As part of our September student reading, we're publishing an excerpt from Theodor Adorno's beloved collection Minima Moralia: Reflections from Damaged Life every day until the end of the month.
All books are 40% off as part of our Student Reading Sale. Ends September 30 at 11:59PM EST. See all our student reading lists here.
Service to the customer
The culture industry piously claims to be guided by its customers and to supply them with what they ask for. But while assiduously dismissing any thought of its own autonomy and proclaiming its victims its judges, it outdoes, in its veiled autocracy, all the excesses of autonomous art. The culture industry not so much adapts to the reactions of its customers as it counterfeits them. It drills them in their attitudes by behaving as if it were itself a customer. One might suspect that the whole ideal of adjustment which it also professes to obey, is ideology; that people aspire more to adapt to others and to the whole, the more they are intent, by exaggerated equality, the public oath of social impotence, on having a stake in power and so subverting equality. 'Music does the listening for the listener', and the film perpetrates on trust-scale the odious trick of grown-ups who, palming something off on children, belabour the recipients with the language it would suit them to hear from them, and present the usually dubious gift with the expressions of lip-smacking delight that they wish to elicit.

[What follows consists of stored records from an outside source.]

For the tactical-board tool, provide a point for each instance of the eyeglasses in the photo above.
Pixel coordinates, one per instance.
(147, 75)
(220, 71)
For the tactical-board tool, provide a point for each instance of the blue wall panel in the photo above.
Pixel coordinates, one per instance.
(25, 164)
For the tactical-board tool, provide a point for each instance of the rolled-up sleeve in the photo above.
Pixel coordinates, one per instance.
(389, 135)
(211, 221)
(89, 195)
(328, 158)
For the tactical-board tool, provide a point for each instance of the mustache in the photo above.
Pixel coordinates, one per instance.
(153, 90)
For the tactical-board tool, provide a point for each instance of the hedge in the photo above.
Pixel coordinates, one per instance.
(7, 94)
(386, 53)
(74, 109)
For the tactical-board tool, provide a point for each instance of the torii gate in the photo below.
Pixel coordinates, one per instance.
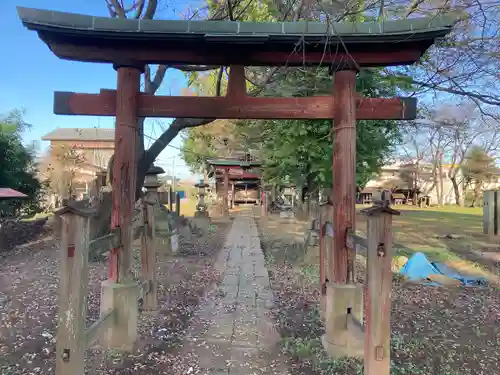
(131, 44)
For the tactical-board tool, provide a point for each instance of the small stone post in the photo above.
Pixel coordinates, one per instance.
(225, 196)
(490, 211)
(201, 207)
(170, 198)
(71, 339)
(201, 216)
(148, 248)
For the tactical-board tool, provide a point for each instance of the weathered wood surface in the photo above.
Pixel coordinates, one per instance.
(344, 175)
(71, 343)
(317, 107)
(148, 252)
(379, 279)
(124, 173)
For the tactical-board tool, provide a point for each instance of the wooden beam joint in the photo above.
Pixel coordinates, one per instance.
(236, 105)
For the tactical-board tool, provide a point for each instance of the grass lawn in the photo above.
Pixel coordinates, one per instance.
(188, 207)
(423, 230)
(435, 330)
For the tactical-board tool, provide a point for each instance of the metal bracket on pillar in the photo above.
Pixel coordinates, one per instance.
(381, 250)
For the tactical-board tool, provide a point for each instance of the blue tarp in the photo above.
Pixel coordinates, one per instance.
(419, 267)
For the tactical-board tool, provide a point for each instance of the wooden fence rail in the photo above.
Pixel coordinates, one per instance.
(346, 303)
(73, 338)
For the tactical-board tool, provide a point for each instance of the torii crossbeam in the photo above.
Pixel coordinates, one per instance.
(344, 48)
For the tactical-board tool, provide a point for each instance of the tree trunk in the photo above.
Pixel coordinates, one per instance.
(440, 180)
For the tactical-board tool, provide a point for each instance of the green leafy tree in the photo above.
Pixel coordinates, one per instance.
(17, 169)
(477, 168)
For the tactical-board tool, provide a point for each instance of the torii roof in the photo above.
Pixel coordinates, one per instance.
(233, 163)
(7, 193)
(100, 39)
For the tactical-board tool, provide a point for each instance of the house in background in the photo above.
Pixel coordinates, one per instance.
(95, 146)
(401, 177)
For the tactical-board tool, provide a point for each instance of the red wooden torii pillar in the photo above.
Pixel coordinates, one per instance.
(344, 48)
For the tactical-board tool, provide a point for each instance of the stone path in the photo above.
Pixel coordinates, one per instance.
(238, 336)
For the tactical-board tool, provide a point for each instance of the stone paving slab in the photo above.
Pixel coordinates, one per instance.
(239, 337)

The culture industry is geared to mimetic regression, to the manipulation of repressed impulses to copy. Its method is to anticipate the spectator's imitation of itself, so making it appear as if the agreement already exists which it intends to create. It can do so all the better because in a stabilized system it can indeed count on such agreement, having rather to reiterate it ritualistically than actually to produce it. Its product is not a stimulus at all, but a model for reactions to non-existent stimuli. Hence in the picture-house the enthusiastic music-titles, the idiotic nursery-talk, the winking folksiness; even the close-up of the start seems to shout: how super! With these techniques the cultural apparatus assails the spectator with the frontal force of the express-train coming towards him at the climax of cinematic tension. But the tone adopted by every film is that of the witch handing food to the child she wants to enchant or devour, while mumbling horribly: 'Lovely, lovely soup. How you're going to enjoy it!' In art this kitchen-fire witchcraft was invented by Wagner, whose linguistic intimacies and musical spices are forever tasting themselves, and he also, with a genius's compulsion to confess, laid bare the whole process in the scene of the 'Ring' where Mime offers Siegfried the poisoned potion. But who is to strike off the monster's head, now that it has itself lain long, with its fair locks, under the linden tree?